For 3 consecutive years, beginning in 2003, a large self-insured health system’s employee health plan was experiencing 12-14% annual growth in health care expenses without any improvement in the quality of its outcomes. At the time, the average national annual increase in health care expenses was in the 8-9% range.
The employer was spending $15 million annually on health care for its employees and their dependents—the second largest business expense after payroll. The employer set a goal of less than a 7% annual increase in health care expenses with no decrease in quality of care outcomes.
The health system amended its employee health benefit plan to require employees and their dependents to select an employed primary care physician to coordinate each member’s care. The employer began a pilot program with their co-owned Preferred Provider Organization (PPO). The PPO Medical Director, David W. Bowers, MD, and his team initiated a basis Population Health Management program. The PPO coordinated basic lab screening tests and the Medical Director created a risk stratification of the employer’s members. Additionally, the employer’s Third Party Administrator (TPA) and a consulting actuarial firm supplied claims and actuarial data to the employer and the PPO’s Medical Director who then performed a clinical claims analysis. As a result, the PPO’s Case Managers were able to manage the highest dollar claimants and highest clinical screening risk members proactively. The health system’s primary care provider (PCP) practices were also participants in the program and received regular updates from the PPO’s RN Case Managers on their high risk and/or high cost members. As an early model of Team Based Care between entities, the PCP practices used this information to prioritize and coordinate care for their high risk/high cost members.
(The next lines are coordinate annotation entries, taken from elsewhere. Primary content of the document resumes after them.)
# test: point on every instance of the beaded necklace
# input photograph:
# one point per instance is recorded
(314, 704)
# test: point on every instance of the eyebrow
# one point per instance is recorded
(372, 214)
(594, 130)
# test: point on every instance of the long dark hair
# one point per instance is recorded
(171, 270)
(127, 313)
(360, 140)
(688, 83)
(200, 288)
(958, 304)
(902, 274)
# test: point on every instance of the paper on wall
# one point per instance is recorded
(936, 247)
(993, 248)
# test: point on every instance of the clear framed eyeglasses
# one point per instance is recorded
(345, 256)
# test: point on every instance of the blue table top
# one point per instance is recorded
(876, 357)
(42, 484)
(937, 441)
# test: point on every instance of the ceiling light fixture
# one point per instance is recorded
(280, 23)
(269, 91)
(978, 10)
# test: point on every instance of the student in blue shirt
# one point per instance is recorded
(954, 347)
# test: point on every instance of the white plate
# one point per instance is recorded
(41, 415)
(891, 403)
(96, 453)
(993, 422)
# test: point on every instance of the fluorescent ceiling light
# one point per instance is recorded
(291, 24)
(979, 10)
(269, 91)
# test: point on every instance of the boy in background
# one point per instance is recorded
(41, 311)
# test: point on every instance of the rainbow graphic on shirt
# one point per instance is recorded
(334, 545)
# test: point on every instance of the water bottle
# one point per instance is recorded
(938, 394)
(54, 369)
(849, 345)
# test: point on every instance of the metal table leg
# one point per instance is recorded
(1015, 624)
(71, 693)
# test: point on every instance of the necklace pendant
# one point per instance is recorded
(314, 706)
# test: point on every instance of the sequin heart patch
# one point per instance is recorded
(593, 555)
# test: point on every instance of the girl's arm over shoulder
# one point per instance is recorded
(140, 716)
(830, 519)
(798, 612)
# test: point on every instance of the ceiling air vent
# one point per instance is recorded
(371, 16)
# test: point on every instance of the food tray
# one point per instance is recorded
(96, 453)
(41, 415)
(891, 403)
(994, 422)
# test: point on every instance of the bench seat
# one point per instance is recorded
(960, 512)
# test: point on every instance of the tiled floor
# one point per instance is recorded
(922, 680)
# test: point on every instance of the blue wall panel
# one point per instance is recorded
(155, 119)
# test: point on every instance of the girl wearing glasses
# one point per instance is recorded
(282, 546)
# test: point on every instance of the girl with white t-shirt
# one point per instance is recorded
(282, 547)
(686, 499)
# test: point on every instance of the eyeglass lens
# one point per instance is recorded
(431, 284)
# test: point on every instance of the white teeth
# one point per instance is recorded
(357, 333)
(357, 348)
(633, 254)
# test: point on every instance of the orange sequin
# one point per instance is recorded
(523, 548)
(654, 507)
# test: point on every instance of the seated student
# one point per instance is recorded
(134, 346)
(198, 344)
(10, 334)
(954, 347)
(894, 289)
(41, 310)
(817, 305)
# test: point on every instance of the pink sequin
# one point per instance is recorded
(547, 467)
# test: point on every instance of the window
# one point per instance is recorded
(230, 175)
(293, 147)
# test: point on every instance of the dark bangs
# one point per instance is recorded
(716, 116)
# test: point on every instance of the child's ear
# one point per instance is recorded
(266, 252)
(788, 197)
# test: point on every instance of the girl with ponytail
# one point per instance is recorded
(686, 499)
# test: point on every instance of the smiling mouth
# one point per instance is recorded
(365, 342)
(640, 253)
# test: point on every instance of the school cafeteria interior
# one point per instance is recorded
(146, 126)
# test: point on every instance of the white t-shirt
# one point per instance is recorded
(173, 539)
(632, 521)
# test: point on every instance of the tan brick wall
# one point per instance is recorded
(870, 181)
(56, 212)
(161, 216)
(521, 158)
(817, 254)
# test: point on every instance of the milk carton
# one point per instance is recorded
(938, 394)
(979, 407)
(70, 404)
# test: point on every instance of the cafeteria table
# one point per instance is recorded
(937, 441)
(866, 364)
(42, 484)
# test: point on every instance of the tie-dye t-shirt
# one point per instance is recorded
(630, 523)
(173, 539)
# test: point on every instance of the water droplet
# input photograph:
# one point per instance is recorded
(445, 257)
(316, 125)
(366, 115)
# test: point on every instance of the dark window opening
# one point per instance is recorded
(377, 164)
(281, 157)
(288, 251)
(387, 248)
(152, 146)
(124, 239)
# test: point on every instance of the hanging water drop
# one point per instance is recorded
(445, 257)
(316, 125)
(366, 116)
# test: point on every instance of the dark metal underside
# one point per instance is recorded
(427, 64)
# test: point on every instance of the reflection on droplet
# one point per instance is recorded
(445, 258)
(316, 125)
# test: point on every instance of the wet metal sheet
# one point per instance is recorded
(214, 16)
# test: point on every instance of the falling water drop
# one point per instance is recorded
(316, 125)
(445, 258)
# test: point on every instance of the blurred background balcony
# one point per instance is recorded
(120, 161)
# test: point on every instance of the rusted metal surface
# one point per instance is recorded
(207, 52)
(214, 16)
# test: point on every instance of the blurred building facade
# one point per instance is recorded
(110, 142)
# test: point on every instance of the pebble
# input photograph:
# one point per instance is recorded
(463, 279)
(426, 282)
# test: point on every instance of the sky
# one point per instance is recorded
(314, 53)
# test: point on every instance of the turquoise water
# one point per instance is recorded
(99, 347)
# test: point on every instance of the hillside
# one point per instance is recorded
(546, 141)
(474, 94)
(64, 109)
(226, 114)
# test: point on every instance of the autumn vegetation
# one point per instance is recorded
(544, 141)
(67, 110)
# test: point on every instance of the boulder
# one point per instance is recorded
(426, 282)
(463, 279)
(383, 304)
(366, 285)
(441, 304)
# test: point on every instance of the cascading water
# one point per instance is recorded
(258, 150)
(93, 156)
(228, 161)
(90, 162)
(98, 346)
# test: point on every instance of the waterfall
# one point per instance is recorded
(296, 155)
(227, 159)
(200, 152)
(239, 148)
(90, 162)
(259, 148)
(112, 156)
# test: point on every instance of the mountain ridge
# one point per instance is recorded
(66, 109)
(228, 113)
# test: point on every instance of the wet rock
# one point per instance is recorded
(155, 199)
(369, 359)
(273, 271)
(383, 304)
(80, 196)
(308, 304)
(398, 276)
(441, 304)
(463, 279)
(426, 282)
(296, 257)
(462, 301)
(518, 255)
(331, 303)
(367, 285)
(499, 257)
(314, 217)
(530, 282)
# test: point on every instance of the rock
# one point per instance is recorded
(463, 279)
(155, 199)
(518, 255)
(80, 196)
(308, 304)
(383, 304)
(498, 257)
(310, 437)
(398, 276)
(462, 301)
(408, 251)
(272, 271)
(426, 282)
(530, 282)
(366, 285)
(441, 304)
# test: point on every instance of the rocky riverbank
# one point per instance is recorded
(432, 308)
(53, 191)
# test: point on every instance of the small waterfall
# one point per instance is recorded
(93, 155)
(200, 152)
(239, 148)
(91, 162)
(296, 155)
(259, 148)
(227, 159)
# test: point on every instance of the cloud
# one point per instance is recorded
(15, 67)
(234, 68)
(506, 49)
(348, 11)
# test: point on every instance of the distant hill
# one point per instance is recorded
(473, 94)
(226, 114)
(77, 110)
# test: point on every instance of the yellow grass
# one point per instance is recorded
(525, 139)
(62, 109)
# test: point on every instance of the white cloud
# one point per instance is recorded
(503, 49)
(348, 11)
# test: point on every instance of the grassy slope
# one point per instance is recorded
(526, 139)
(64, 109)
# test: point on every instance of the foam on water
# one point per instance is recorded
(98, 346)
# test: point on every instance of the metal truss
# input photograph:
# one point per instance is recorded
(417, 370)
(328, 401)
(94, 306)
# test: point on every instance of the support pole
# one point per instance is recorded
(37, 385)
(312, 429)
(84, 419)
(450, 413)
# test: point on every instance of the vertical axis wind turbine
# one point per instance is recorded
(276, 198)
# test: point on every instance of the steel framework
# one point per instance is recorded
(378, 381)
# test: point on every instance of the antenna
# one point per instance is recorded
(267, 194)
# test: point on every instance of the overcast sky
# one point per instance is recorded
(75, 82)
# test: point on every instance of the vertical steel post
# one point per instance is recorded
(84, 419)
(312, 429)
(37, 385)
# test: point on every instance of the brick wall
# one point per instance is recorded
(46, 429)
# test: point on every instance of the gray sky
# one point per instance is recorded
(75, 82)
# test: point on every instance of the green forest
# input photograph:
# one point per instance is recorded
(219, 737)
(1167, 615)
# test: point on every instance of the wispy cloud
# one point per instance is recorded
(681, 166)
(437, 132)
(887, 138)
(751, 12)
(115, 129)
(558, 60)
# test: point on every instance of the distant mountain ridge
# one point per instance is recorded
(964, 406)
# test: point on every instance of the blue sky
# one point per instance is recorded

At the end of the first year of implementation of this new program, the employer’s annual health plan expenses showed a 0.0% year-over-year (Y-O-Y) growth. The phenomenal results continued over the following 4 years—annual Y-O-Y health care expenses rose from 2—6%. All years’ results were significantly better than the goal of less than 7% annual inflation.
During the 5-year period of the program (2006—2010), the health system employer saved $1.8 million in the first year of implementation and an additional $2.4 million in years 2 through 5. The results gained national attention as an innovative approach to Population Health Management through combined efforts of a self-insured employer and an owned provider-sponsored PPO.
As a result, the employer shared the savings with employees through pay raises and was able to hold health insurances premiums steady for 5 years.